Sobre los títulos en la música de Ravel, puedo decir que funcionan como una evocación. En La Tombeau de Couperin hay una aproximación clásica cuando habla de minuetos y fugas: esto implica cierta pureza. Son detalles interesantes para un intérprete porque siempre un título cuenta una historia. Por ejemplo, en Miroirs, la segunda pieza se llama Pájaros tristes, ya que al comienzo se oye un motivo tomado del canto de un pájaro que Ravel oyó en un bosque cerca de París. Yo conozco ese bosque, he estado allí varias veces y se me facilita imaginar esa historia. Pero, a la vez, tengo mi propia experiencia del bosque, tengo un sentimiento personal. Así que la labor consiste en ligar lo que está en la partitura a una experiencia propia y transmitir ese sentimiento a los oyentes. Y ellos, a su vez, recibirán la música basándose en sus experiencias.

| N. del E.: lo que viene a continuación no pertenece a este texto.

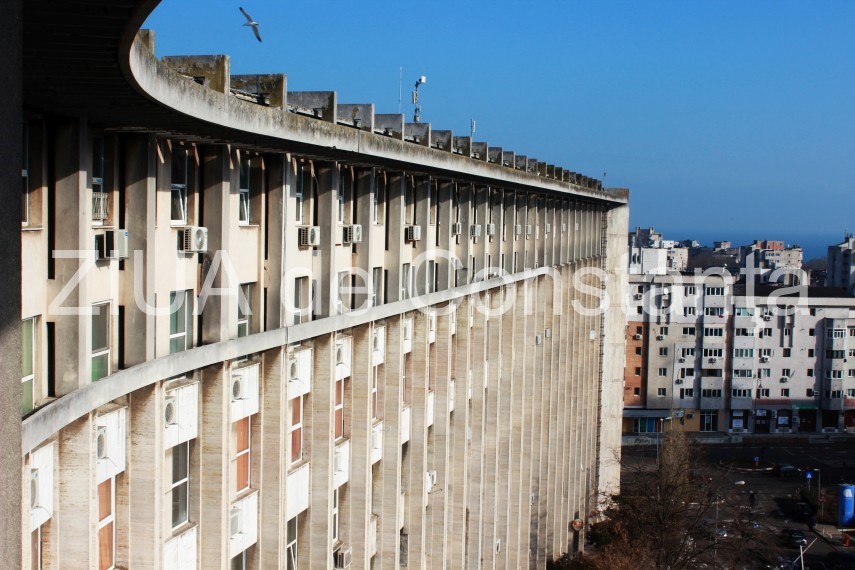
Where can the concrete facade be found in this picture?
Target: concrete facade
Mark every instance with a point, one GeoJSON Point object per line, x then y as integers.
{"type": "Point", "coordinates": [293, 333]}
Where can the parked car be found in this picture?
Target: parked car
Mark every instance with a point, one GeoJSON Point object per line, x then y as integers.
{"type": "Point", "coordinates": [787, 470]}
{"type": "Point", "coordinates": [795, 537]}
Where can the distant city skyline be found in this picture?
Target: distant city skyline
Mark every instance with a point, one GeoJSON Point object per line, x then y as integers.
{"type": "Point", "coordinates": [718, 116]}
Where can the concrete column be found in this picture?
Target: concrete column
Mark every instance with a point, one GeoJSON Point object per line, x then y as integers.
{"type": "Point", "coordinates": [10, 282]}
{"type": "Point", "coordinates": [274, 267]}
{"type": "Point", "coordinates": [214, 458]}
{"type": "Point", "coordinates": [140, 197]}
{"type": "Point", "coordinates": [271, 446]}
{"type": "Point", "coordinates": [219, 310]}
{"type": "Point", "coordinates": [147, 499]}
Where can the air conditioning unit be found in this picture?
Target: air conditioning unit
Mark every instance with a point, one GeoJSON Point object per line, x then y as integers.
{"type": "Point", "coordinates": [238, 388]}
{"type": "Point", "coordinates": [112, 244]}
{"type": "Point", "coordinates": [193, 239]}
{"type": "Point", "coordinates": [235, 522]}
{"type": "Point", "coordinates": [413, 233]}
{"type": "Point", "coordinates": [352, 234]}
{"type": "Point", "coordinates": [101, 443]}
{"type": "Point", "coordinates": [170, 411]}
{"type": "Point", "coordinates": [309, 236]}
{"type": "Point", "coordinates": [34, 488]}
{"type": "Point", "coordinates": [343, 557]}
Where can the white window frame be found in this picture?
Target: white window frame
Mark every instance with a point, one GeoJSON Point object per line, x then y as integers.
{"type": "Point", "coordinates": [183, 483]}
{"type": "Point", "coordinates": [101, 352]}
{"type": "Point", "coordinates": [109, 519]}
{"type": "Point", "coordinates": [244, 185]}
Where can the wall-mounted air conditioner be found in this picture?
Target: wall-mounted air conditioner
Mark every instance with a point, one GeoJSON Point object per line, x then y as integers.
{"type": "Point", "coordinates": [352, 234]}
{"type": "Point", "coordinates": [309, 236]}
{"type": "Point", "coordinates": [193, 239]}
{"type": "Point", "coordinates": [413, 233]}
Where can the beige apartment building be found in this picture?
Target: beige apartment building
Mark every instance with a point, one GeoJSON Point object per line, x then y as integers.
{"type": "Point", "coordinates": [716, 355]}
{"type": "Point", "coordinates": [266, 329]}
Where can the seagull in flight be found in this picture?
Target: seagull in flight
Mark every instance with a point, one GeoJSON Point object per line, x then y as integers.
{"type": "Point", "coordinates": [251, 23]}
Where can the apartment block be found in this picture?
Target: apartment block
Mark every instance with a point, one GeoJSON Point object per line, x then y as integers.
{"type": "Point", "coordinates": [266, 329]}
{"type": "Point", "coordinates": [719, 355]}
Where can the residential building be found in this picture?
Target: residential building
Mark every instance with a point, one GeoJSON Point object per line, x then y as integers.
{"type": "Point", "coordinates": [266, 329]}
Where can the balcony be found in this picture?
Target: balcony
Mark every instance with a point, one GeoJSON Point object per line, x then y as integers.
{"type": "Point", "coordinates": [406, 413]}
{"type": "Point", "coordinates": [100, 207]}
{"type": "Point", "coordinates": [341, 464]}
{"type": "Point", "coordinates": [298, 490]}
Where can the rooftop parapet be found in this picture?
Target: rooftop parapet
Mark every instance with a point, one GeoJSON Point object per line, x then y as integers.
{"type": "Point", "coordinates": [267, 89]}
{"type": "Point", "coordinates": [211, 71]}
{"type": "Point", "coordinates": [318, 104]}
{"type": "Point", "coordinates": [357, 115]}
{"type": "Point", "coordinates": [391, 125]}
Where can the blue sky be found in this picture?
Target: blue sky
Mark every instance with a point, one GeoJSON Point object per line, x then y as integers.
{"type": "Point", "coordinates": [724, 118]}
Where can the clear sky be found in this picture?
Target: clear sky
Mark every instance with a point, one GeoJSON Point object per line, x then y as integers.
{"type": "Point", "coordinates": [724, 118]}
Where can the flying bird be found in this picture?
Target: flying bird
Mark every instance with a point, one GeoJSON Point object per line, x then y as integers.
{"type": "Point", "coordinates": [251, 23]}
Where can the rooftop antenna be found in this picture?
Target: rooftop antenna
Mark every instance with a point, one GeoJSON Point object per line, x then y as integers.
{"type": "Point", "coordinates": [418, 111]}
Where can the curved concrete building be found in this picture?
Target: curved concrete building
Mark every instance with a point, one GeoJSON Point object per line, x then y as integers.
{"type": "Point", "coordinates": [268, 329]}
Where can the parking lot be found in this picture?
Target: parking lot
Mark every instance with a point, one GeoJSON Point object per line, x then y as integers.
{"type": "Point", "coordinates": [777, 506]}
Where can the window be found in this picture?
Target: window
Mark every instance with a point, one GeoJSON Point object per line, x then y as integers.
{"type": "Point", "coordinates": [28, 365]}
{"type": "Point", "coordinates": [178, 321]}
{"type": "Point", "coordinates": [291, 545]}
{"type": "Point", "coordinates": [339, 409]}
{"type": "Point", "coordinates": [179, 186]}
{"type": "Point", "coordinates": [107, 524]}
{"type": "Point", "coordinates": [335, 517]}
{"type": "Point", "coordinates": [244, 191]}
{"type": "Point", "coordinates": [296, 429]}
{"type": "Point", "coordinates": [244, 311]}
{"type": "Point", "coordinates": [180, 484]}
{"type": "Point", "coordinates": [100, 341]}
{"type": "Point", "coordinates": [242, 438]}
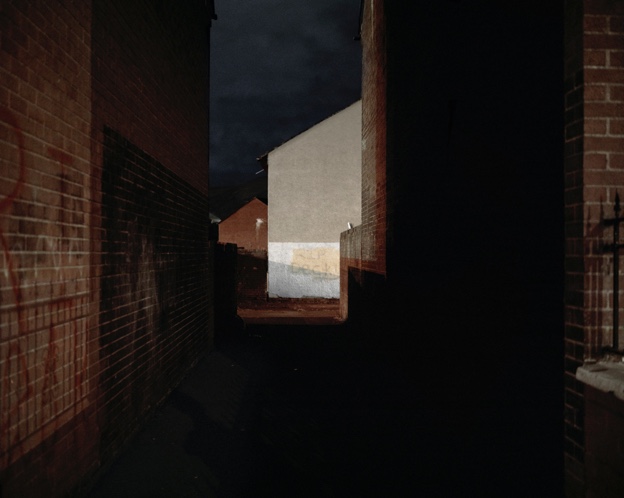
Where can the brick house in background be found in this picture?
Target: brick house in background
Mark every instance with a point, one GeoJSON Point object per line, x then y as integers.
{"type": "Point", "coordinates": [105, 272]}
{"type": "Point", "coordinates": [314, 191]}
{"type": "Point", "coordinates": [248, 228]}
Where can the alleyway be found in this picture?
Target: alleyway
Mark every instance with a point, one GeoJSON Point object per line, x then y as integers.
{"type": "Point", "coordinates": [300, 410]}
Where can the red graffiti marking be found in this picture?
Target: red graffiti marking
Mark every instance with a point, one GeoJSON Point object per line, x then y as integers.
{"type": "Point", "coordinates": [16, 365]}
{"type": "Point", "coordinates": [9, 118]}
{"type": "Point", "coordinates": [15, 348]}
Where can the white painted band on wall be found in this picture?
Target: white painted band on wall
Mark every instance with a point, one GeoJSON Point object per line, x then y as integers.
{"type": "Point", "coordinates": [304, 269]}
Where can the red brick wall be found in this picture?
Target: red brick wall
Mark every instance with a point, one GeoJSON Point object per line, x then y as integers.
{"type": "Point", "coordinates": [243, 229]}
{"type": "Point", "coordinates": [47, 366]}
{"type": "Point", "coordinates": [150, 172]}
{"type": "Point", "coordinates": [66, 72]}
{"type": "Point", "coordinates": [363, 249]}
{"type": "Point", "coordinates": [594, 171]}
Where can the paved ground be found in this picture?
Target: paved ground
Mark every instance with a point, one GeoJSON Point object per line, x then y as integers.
{"type": "Point", "coordinates": [304, 410]}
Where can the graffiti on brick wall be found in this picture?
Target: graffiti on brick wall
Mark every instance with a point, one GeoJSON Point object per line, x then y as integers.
{"type": "Point", "coordinates": [323, 262]}
{"type": "Point", "coordinates": [43, 326]}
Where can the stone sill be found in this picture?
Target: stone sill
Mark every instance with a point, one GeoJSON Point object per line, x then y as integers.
{"type": "Point", "coordinates": [604, 375]}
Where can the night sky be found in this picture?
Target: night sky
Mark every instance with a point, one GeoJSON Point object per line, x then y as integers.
{"type": "Point", "coordinates": [277, 68]}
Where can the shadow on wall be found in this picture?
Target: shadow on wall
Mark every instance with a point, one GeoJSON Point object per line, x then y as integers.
{"type": "Point", "coordinates": [251, 274]}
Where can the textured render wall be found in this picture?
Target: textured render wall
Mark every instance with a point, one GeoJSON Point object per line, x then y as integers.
{"type": "Point", "coordinates": [48, 359]}
{"type": "Point", "coordinates": [314, 191]}
{"type": "Point", "coordinates": [594, 171]}
{"type": "Point", "coordinates": [66, 73]}
{"type": "Point", "coordinates": [247, 227]}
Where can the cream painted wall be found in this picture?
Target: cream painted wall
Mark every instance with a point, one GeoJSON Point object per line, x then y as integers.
{"type": "Point", "coordinates": [314, 190]}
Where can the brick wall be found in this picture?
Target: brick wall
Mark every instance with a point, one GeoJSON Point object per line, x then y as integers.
{"type": "Point", "coordinates": [247, 227]}
{"type": "Point", "coordinates": [363, 249]}
{"type": "Point", "coordinates": [46, 362]}
{"type": "Point", "coordinates": [68, 72]}
{"type": "Point", "coordinates": [594, 167]}
{"type": "Point", "coordinates": [154, 321]}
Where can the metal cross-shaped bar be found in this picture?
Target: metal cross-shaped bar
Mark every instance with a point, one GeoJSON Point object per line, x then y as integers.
{"type": "Point", "coordinates": [615, 248]}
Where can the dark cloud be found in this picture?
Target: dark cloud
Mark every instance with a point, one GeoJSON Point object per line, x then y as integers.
{"type": "Point", "coordinates": [277, 68]}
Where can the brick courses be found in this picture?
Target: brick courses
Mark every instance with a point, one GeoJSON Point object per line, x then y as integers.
{"type": "Point", "coordinates": [594, 40]}
{"type": "Point", "coordinates": [68, 71]}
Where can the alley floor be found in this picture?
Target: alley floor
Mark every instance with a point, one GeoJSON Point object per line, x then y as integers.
{"type": "Point", "coordinates": [305, 411]}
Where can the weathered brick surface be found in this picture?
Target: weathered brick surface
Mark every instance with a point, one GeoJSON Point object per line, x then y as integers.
{"type": "Point", "coordinates": [68, 71]}
{"type": "Point", "coordinates": [247, 227]}
{"type": "Point", "coordinates": [594, 40]}
{"type": "Point", "coordinates": [363, 249]}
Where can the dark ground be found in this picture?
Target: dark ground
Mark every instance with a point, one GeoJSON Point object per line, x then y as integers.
{"type": "Point", "coordinates": [297, 411]}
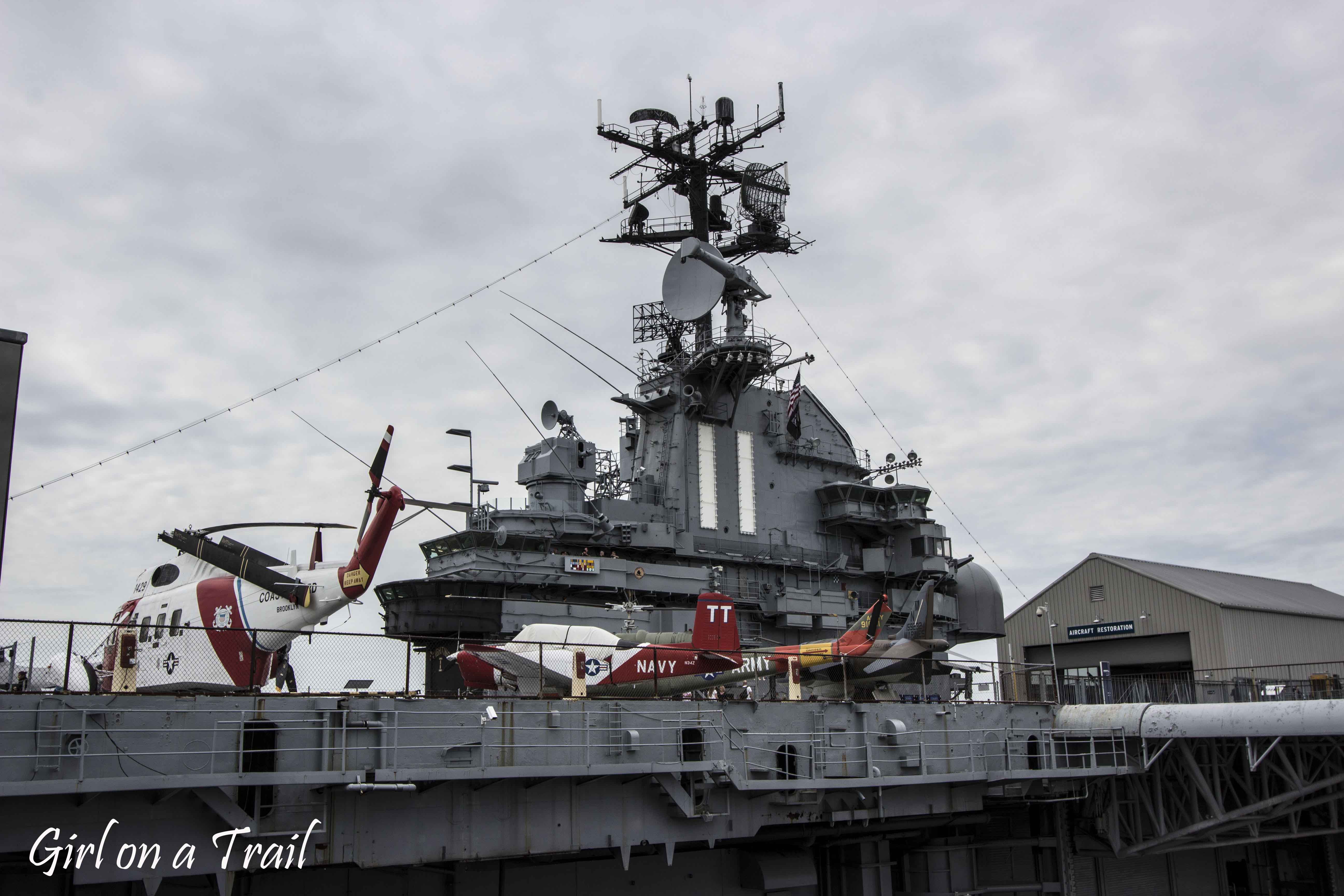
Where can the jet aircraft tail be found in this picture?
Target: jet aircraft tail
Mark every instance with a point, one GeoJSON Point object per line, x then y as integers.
{"type": "Point", "coordinates": [716, 624]}
{"type": "Point", "coordinates": [869, 625]}
{"type": "Point", "coordinates": [920, 624]}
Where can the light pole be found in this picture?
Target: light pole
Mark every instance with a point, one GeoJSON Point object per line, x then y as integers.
{"type": "Point", "coordinates": [466, 468]}
{"type": "Point", "coordinates": [474, 486]}
{"type": "Point", "coordinates": [1044, 610]}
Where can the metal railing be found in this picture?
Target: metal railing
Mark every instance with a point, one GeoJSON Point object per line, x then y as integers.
{"type": "Point", "coordinates": [68, 739]}
{"type": "Point", "coordinates": [1234, 684]}
{"type": "Point", "coordinates": [896, 751]}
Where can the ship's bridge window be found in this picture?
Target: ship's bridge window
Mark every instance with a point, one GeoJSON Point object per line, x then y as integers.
{"type": "Point", "coordinates": [928, 546]}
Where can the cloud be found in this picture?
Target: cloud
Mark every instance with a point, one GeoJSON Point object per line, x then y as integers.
{"type": "Point", "coordinates": [1084, 260]}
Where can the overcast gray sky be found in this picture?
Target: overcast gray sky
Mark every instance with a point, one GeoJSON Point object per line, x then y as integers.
{"type": "Point", "coordinates": [1085, 258]}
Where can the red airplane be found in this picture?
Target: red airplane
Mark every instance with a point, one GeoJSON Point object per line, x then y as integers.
{"type": "Point", "coordinates": [545, 657]}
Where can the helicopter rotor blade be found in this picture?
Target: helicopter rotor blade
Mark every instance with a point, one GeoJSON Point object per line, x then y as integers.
{"type": "Point", "coordinates": [375, 476]}
{"type": "Point", "coordinates": [252, 571]}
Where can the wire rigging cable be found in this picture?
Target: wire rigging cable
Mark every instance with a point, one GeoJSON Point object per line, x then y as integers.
{"type": "Point", "coordinates": [320, 367]}
{"type": "Point", "coordinates": [837, 361]}
{"type": "Point", "coordinates": [365, 464]}
{"type": "Point", "coordinates": [616, 389]}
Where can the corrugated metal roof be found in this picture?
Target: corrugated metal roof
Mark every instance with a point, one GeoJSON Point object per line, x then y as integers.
{"type": "Point", "coordinates": [1241, 592]}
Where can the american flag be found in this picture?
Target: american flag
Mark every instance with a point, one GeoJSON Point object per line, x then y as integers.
{"type": "Point", "coordinates": [795, 424]}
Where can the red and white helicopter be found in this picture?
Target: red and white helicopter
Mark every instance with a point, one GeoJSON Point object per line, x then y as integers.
{"type": "Point", "coordinates": [225, 619]}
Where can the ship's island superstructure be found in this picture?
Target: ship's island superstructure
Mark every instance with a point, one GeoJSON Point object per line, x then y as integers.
{"type": "Point", "coordinates": [709, 487]}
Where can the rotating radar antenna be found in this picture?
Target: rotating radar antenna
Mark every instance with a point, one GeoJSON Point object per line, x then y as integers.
{"type": "Point", "coordinates": [764, 194]}
{"type": "Point", "coordinates": [698, 159]}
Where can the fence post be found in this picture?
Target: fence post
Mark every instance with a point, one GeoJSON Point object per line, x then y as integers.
{"type": "Point", "coordinates": [71, 647]}
{"type": "Point", "coordinates": [408, 688]}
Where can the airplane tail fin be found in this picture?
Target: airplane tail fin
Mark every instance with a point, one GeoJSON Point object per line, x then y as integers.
{"type": "Point", "coordinates": [716, 624]}
{"type": "Point", "coordinates": [920, 625]}
{"type": "Point", "coordinates": [869, 625]}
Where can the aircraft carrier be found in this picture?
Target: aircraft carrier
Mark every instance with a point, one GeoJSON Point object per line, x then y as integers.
{"type": "Point", "coordinates": [730, 476]}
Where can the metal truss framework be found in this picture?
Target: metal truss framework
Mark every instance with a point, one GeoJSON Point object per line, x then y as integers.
{"type": "Point", "coordinates": [1221, 792]}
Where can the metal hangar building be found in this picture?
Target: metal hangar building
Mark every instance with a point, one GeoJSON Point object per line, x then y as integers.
{"type": "Point", "coordinates": [1158, 625]}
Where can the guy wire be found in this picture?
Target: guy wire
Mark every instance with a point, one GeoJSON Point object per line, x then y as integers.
{"type": "Point", "coordinates": [560, 347]}
{"type": "Point", "coordinates": [572, 334]}
{"type": "Point", "coordinates": [365, 464]}
{"type": "Point", "coordinates": [315, 370]}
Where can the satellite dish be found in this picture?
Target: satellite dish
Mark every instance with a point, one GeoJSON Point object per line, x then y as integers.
{"type": "Point", "coordinates": [764, 194]}
{"type": "Point", "coordinates": [691, 288]}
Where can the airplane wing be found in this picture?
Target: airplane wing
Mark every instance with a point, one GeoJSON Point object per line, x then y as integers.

De todas sus obras tal vez los Valses nobles et sentimentales sea la más enigmática. Ravel era un gran amante de la danza clásica, del vals, y estas son ocho piezas que pretenden hacerle homenaje, pero son muy diferentes entre sí, muy concentradas y con espíritus disímiles. Y la última es muy extraña: más que un vals parece un sueño medio brumoso. Es el sonido de un mundo desordenado.

No imagino a Ravel sonriendo, entre otras cosas porque las biografías hablan de él como una persona fría y distante. Mucho se ha hablado de la melancolía en la música de Ravel, sin embargo también había humor: estoy seguro de que era capaz de contar un chiste sin mostrarse gracioso. Cuando uno visita el Museo de Maurice Ravel en Montfort-l’Amaury, la que fue su casa a 20 kilómetros de París, puede observar su colección de objetos pequeños; muchos de ellos no tenían utilidad, eran decoración kitsch o juguetes o cosas absurdas. Y así es su música, quizá no tan divertida como la de Satie, pero, si uno sabe leer esas partituras, puede hallar un gran sentido del humor.